Wspomnienia to treść naszego życia, a jednocześnie coś w rodzaju marzeń o przeszłości. Nie dość że konstruowane są ze szczątkowych fabuł, to jeszcze większość z nich blaknie i znika w mrokach zapomnienia. Z biegiem czasu pozostaje więc coraz mniej prawdy, a przybywa fantazji. Niemniej to z doświadczeń przeszłości wynika ukształtowanie naszego mózgu – a więc sposób myślenia i postrzegania. Tyle że „ja” konstruowane jest ciągle na nowo, tak żeby jak najlepiej adaptować się do okoliczności. Późniejsze doświadczenia określają postrzeganie wcześniejszych, tak jak wcześniejsze późniejszych – różni się tylko chronologia.


Nowych informacji nie umieszczamy w pustce informacyjnej, a starych w niej nie przechowujemy. Wszystko jest elementem życiowej dynamiki. Nie sposób anulować własnego doświadczenia, ale ono ciągle następuje. Kiedy przestajemy czegokolwiek doświadczać – umieramy. Lecz zanim to nastąpi zwykle kurczymy się do rozmiarów własnych wspomnień, które niestety są naszymi szczątkami. Całe życie jest tylko snem. Dla bezlitosnej natury istnieje tylko „tu i teraz”. Nie można żyć w przeszłości, ani w przyszłości, przez co rozpaczamy i oddajemy się rytuałom.

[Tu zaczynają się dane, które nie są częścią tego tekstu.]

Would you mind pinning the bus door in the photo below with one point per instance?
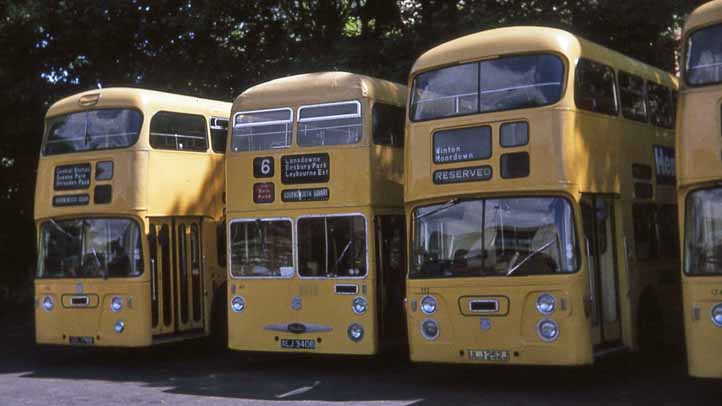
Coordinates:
(176, 275)
(598, 215)
(390, 265)
(189, 278)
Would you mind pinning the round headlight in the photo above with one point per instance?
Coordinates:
(430, 329)
(238, 303)
(119, 326)
(48, 303)
(546, 304)
(355, 332)
(548, 330)
(359, 305)
(428, 304)
(717, 315)
(116, 304)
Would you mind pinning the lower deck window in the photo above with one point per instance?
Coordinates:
(333, 246)
(703, 233)
(261, 248)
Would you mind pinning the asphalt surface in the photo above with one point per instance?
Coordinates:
(191, 374)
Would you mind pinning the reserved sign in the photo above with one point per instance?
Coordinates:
(459, 175)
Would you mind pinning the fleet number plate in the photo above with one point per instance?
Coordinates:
(489, 355)
(81, 340)
(296, 344)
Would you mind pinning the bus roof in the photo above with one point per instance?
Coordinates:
(141, 98)
(703, 15)
(530, 39)
(319, 87)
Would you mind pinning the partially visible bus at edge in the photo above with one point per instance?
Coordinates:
(315, 211)
(540, 196)
(128, 207)
(699, 165)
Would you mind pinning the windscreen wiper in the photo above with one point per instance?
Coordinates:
(530, 256)
(451, 203)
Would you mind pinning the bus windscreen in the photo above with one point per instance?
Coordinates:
(90, 248)
(494, 237)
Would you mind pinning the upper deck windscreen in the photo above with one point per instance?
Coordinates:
(92, 130)
(704, 56)
(507, 83)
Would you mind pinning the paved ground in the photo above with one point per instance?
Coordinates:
(189, 375)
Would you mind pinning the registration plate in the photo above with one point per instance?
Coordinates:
(296, 344)
(489, 355)
(77, 340)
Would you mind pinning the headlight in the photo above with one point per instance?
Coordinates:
(355, 332)
(717, 315)
(116, 304)
(428, 304)
(548, 330)
(48, 303)
(546, 304)
(359, 305)
(430, 329)
(119, 326)
(238, 304)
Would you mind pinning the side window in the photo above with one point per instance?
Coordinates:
(632, 97)
(178, 131)
(388, 125)
(221, 244)
(219, 132)
(594, 88)
(645, 233)
(661, 109)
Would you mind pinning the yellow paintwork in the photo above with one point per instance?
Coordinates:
(147, 183)
(572, 152)
(364, 179)
(699, 166)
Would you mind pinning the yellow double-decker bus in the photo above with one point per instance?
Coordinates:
(315, 213)
(540, 200)
(128, 208)
(699, 165)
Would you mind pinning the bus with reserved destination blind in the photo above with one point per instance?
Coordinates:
(540, 201)
(315, 215)
(129, 215)
(699, 165)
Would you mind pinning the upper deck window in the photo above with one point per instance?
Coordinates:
(512, 82)
(632, 93)
(92, 130)
(219, 133)
(704, 56)
(178, 131)
(330, 124)
(388, 125)
(594, 88)
(262, 130)
(662, 107)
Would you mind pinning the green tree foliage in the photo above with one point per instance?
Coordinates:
(216, 49)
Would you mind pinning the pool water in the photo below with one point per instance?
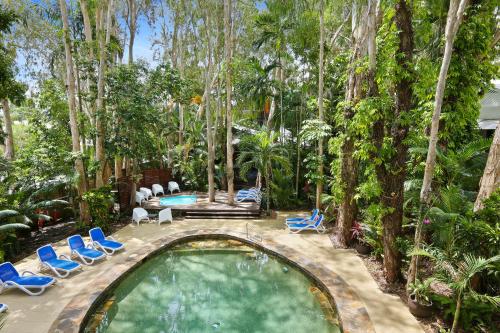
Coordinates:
(178, 200)
(215, 291)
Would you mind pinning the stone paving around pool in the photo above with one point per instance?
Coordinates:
(362, 306)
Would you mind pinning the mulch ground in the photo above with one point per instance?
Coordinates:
(374, 266)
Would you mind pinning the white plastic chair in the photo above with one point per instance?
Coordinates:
(165, 216)
(147, 192)
(157, 188)
(139, 214)
(139, 198)
(172, 186)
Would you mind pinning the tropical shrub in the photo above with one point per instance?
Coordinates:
(100, 202)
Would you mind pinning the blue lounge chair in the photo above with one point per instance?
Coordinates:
(251, 195)
(108, 245)
(33, 284)
(309, 219)
(86, 253)
(316, 226)
(60, 266)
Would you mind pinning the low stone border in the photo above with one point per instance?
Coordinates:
(353, 316)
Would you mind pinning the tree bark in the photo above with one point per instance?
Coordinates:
(9, 153)
(491, 175)
(319, 185)
(208, 113)
(75, 135)
(455, 15)
(104, 35)
(132, 7)
(229, 114)
(349, 165)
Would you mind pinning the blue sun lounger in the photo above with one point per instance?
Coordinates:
(316, 226)
(60, 266)
(33, 284)
(250, 195)
(309, 219)
(86, 253)
(107, 244)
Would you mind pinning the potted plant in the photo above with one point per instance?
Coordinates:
(419, 300)
(358, 235)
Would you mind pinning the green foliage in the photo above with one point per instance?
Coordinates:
(421, 290)
(260, 151)
(283, 192)
(100, 203)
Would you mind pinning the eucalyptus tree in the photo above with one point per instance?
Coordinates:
(319, 185)
(103, 24)
(10, 89)
(491, 176)
(228, 50)
(75, 135)
(348, 208)
(394, 125)
(454, 18)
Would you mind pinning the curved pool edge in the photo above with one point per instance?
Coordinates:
(352, 313)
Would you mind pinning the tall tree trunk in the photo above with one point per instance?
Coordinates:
(75, 135)
(348, 209)
(229, 113)
(491, 176)
(208, 113)
(9, 153)
(455, 15)
(319, 185)
(392, 174)
(104, 35)
(132, 7)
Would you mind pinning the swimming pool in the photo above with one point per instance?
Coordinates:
(178, 200)
(195, 289)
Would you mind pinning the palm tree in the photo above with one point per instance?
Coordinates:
(261, 151)
(459, 276)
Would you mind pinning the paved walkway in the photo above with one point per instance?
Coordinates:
(36, 314)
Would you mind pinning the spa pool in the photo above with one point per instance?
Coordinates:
(178, 200)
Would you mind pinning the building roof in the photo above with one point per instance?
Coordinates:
(489, 115)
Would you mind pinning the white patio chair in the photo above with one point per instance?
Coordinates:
(173, 186)
(147, 192)
(165, 216)
(139, 214)
(139, 198)
(157, 189)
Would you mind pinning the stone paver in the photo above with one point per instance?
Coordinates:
(37, 314)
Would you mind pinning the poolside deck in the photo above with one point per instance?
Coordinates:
(205, 209)
(36, 314)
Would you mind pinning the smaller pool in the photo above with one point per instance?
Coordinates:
(178, 200)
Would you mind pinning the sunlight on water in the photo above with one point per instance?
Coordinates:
(215, 291)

Najbardziej boimy się utraty tych nakładających się na siebie obrazów, które przechowujemy w swojej głowie, bo przecież wierzymy w ich wielkie metafizyczne znaczenie, które nadaje sens wszystkiemu. Naszym ostatnim marzeniem jest ocalić swoją historię, choć ona ciągle się zmienia, a gdy przestaje się zmieniać – ustaje. I nie ocali jej granit grobowców, ani nawet miłość – bo życie toczy się dalej, tylko bez nas. Naszym duchem są więc cudze wspomnienia, które przywołają nas z krainy zmarłych, kiedy w świetle lampki wypatrzą człekokształtną mgłę zlepioną z kilku naszych obsesji i powiedzonek, albo własnych skojarzeń.